After a five year hiatus, Superman returns to Earth to find that Lois Lane is now a soon to be married mother, but some things don’t change, loony Lex Luthor is loose and his latest plan will kill billions of people.
I first reviewed Superman Returns some two years after its initial release, I had first caught it on release back in 2006 and was really taken with Bryan Singer’s approach to a subject he clearly loves. I was awash with nostalgic fervour back then and the moment the theme tune kicked in (great move by Singer to use the John Williams original) I was grinning like a Cheshire cat, yet it seemed I was in a minority back then as regards the film’s worth, and with each passing year I find I still am.
Superman Returns will forever be known as the franchise entry that has too much heart, because it finds Singer giving Superman emotional fortitude and, crucially, making it the heart of the story. Those that purely wanted a big colourful popcorn explosion will forever be unfulfilled it seems. Yet it has to be said that fans of Singer’s work (such as I) totally get the emotionally heavy approach he has taken, watching Superman shred himself after learning of Lois’ love for another, makes for compulsive viewing. Because our man of steel is conflicted, not only with his sense of protective being, but also in the rigours of love, it’s this conflict of Superman that drives the film on. Not to say that there isn’t any action here, though, in fact some of the sequences here are truly exhilarating. Oh yes, the popcorn crowd are well catered for, planes, space shuttles and a tension filled helicopter, all figure in and around Superman and Luthor’s world.
Brandon Routh dons the cape worn so brilliantly by Christopher Reeve in the 70s, and smartly Routh takes the route of “if it isn’t broke then don’t fix it”, there’s no need to put ones own stamp on a character already so well defined and well loved. Looking like Reeve, and playing out uncannily like him, Routh studied Reeve’s performances to get as close to the Reeve incarnation as he could, and he gets it down pat whilst adding a bit of brooding honesty into the mix.
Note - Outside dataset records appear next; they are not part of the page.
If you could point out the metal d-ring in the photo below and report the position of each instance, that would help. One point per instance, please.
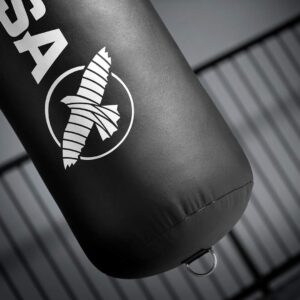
(211, 270)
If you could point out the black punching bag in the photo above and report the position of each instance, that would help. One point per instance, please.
(134, 152)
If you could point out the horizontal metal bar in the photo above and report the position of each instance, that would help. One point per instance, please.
(256, 40)
(291, 263)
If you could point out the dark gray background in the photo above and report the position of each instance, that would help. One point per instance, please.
(39, 254)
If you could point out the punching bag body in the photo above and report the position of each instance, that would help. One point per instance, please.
(139, 160)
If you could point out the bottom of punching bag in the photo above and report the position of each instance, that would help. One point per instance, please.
(180, 244)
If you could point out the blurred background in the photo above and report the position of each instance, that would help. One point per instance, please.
(247, 56)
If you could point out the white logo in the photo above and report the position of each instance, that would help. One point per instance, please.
(88, 110)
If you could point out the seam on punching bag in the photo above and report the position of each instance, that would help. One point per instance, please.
(199, 210)
(186, 217)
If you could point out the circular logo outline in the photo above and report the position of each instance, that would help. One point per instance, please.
(47, 104)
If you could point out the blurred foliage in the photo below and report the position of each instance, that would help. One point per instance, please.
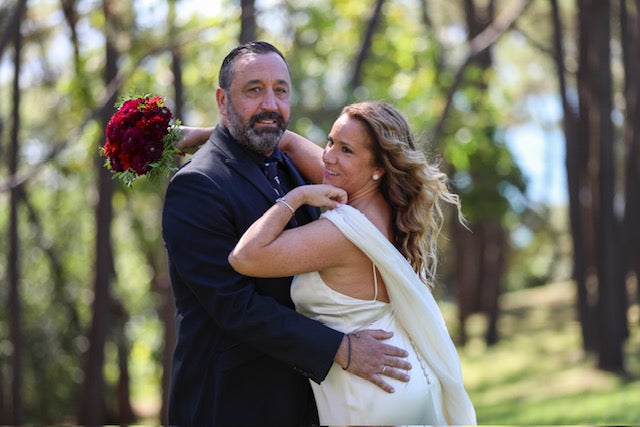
(410, 65)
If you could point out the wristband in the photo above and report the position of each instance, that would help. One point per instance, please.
(284, 202)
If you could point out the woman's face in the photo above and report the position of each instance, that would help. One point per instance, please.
(348, 157)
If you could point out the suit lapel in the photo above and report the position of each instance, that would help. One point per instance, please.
(237, 160)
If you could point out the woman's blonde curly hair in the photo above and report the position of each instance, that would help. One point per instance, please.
(414, 188)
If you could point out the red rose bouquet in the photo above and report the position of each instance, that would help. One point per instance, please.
(140, 140)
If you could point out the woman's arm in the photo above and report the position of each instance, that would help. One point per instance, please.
(306, 155)
(265, 250)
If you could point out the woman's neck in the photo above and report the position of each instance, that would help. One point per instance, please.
(375, 207)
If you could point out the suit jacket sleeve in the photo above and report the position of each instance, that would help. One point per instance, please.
(202, 222)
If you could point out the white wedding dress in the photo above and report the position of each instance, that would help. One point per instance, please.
(435, 395)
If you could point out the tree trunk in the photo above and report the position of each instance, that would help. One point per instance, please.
(630, 36)
(365, 47)
(573, 182)
(93, 411)
(248, 31)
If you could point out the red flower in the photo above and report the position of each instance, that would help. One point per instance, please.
(139, 139)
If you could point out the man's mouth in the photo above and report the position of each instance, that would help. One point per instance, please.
(268, 119)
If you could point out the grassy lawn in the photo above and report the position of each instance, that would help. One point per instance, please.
(538, 374)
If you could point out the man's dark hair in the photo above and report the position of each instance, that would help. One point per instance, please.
(257, 47)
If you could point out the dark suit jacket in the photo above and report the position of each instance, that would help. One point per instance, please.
(243, 355)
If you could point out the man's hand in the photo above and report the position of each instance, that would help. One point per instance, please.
(371, 359)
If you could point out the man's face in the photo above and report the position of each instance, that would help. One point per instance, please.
(256, 109)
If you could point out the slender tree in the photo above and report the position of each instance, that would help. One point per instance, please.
(248, 31)
(92, 411)
(572, 164)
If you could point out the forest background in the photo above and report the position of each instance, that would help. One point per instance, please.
(532, 107)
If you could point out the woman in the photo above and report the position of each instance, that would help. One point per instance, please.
(368, 264)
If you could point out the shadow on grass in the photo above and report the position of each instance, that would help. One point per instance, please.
(538, 373)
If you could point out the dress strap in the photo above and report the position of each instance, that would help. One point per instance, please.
(375, 282)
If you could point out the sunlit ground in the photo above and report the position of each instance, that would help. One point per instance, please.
(536, 375)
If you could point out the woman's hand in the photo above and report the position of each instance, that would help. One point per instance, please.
(320, 195)
(192, 138)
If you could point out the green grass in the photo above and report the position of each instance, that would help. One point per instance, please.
(538, 373)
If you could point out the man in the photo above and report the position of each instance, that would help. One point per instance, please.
(243, 355)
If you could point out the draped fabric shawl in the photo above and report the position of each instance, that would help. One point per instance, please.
(414, 306)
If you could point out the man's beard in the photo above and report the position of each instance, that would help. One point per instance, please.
(261, 141)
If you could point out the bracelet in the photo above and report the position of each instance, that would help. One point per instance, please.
(284, 202)
(349, 353)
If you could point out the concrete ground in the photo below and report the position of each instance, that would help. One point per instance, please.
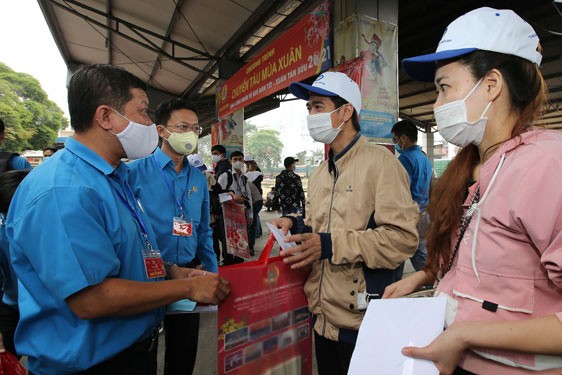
(206, 363)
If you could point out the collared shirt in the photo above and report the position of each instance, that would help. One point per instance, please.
(68, 230)
(9, 280)
(419, 170)
(151, 179)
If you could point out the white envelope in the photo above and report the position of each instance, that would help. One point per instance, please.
(280, 237)
(391, 324)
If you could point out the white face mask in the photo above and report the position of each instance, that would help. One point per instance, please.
(138, 140)
(238, 165)
(452, 122)
(183, 143)
(320, 127)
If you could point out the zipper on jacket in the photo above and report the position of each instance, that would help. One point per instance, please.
(324, 260)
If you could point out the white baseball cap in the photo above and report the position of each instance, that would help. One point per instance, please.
(487, 29)
(196, 161)
(330, 84)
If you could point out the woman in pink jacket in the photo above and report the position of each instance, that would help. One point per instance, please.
(495, 241)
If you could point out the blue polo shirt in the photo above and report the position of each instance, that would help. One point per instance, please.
(9, 280)
(69, 229)
(419, 170)
(160, 188)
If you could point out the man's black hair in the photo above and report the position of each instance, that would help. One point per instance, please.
(95, 85)
(338, 102)
(165, 109)
(407, 128)
(219, 148)
(9, 182)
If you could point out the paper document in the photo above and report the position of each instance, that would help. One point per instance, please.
(181, 307)
(392, 324)
(224, 197)
(280, 237)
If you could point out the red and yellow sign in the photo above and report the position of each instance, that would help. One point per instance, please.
(301, 52)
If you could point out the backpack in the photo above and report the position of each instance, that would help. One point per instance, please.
(5, 160)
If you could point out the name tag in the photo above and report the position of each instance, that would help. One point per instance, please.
(182, 227)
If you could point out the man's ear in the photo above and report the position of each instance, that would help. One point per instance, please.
(102, 117)
(347, 112)
(494, 84)
(161, 129)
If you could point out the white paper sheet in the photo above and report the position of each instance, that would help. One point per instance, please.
(280, 237)
(391, 324)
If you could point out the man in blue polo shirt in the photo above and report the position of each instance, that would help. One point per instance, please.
(418, 166)
(91, 287)
(176, 198)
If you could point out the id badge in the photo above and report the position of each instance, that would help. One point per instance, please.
(182, 227)
(153, 264)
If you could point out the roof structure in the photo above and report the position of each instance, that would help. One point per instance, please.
(183, 48)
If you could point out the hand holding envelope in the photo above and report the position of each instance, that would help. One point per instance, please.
(390, 325)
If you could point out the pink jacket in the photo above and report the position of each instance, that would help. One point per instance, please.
(509, 264)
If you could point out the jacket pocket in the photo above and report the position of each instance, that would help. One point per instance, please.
(495, 292)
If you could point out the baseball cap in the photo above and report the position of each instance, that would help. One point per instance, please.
(196, 161)
(289, 160)
(330, 84)
(487, 29)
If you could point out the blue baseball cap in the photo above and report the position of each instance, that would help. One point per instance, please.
(487, 29)
(330, 84)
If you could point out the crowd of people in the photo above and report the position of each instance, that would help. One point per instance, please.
(87, 290)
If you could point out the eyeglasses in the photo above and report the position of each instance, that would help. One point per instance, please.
(184, 128)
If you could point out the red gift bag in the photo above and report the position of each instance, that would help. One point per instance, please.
(10, 365)
(264, 325)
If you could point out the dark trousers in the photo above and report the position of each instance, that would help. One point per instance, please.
(252, 229)
(216, 239)
(182, 338)
(332, 357)
(140, 358)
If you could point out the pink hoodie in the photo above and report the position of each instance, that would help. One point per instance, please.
(509, 263)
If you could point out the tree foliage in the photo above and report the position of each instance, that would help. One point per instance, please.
(266, 148)
(32, 120)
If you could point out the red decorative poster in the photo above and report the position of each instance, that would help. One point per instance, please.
(301, 52)
(264, 325)
(236, 230)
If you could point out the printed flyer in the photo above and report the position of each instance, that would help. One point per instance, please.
(264, 325)
(236, 230)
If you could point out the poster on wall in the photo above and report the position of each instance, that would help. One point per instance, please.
(236, 231)
(366, 49)
(264, 326)
(229, 132)
(301, 52)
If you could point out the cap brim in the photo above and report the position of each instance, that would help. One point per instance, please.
(422, 68)
(302, 91)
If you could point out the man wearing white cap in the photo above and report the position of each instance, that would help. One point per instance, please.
(360, 218)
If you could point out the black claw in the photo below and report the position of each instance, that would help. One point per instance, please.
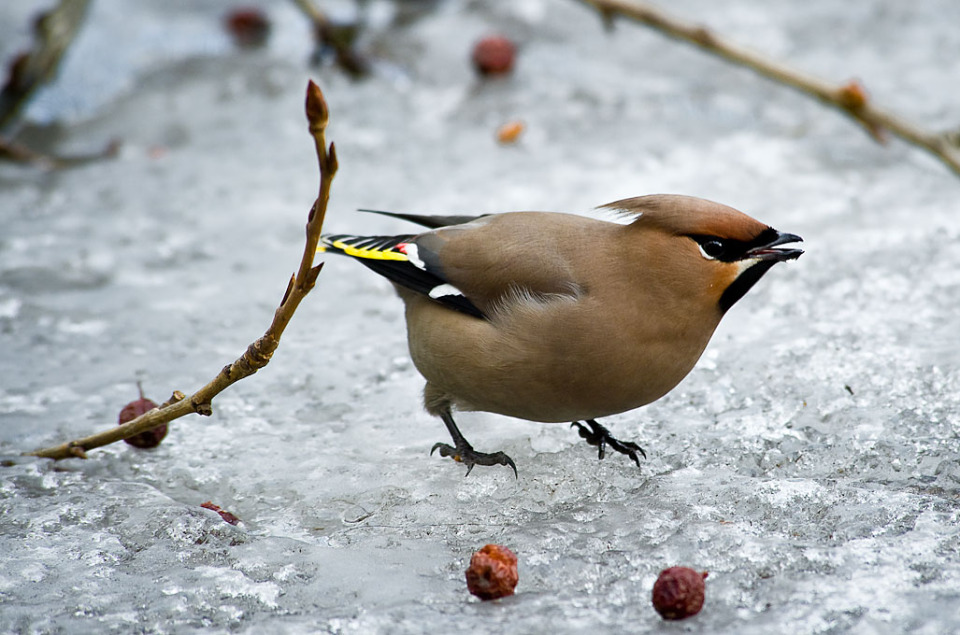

Kate Bosworth gets to be Lois Lane, it’s a very solid and controlled performance that would have seen her as a shoe in for the role again if Singer had of taken the reins for a sequel. Taking up the role of Lex Luthor, and clearly having a great time, is Kevin Spacey, this is a more clever Luthor incarnation, it’s spiteful and devoid of campery. While along for the ride as Luthor’s moll is Parker Posey, she’s sparky with a hint of devilish sexiness.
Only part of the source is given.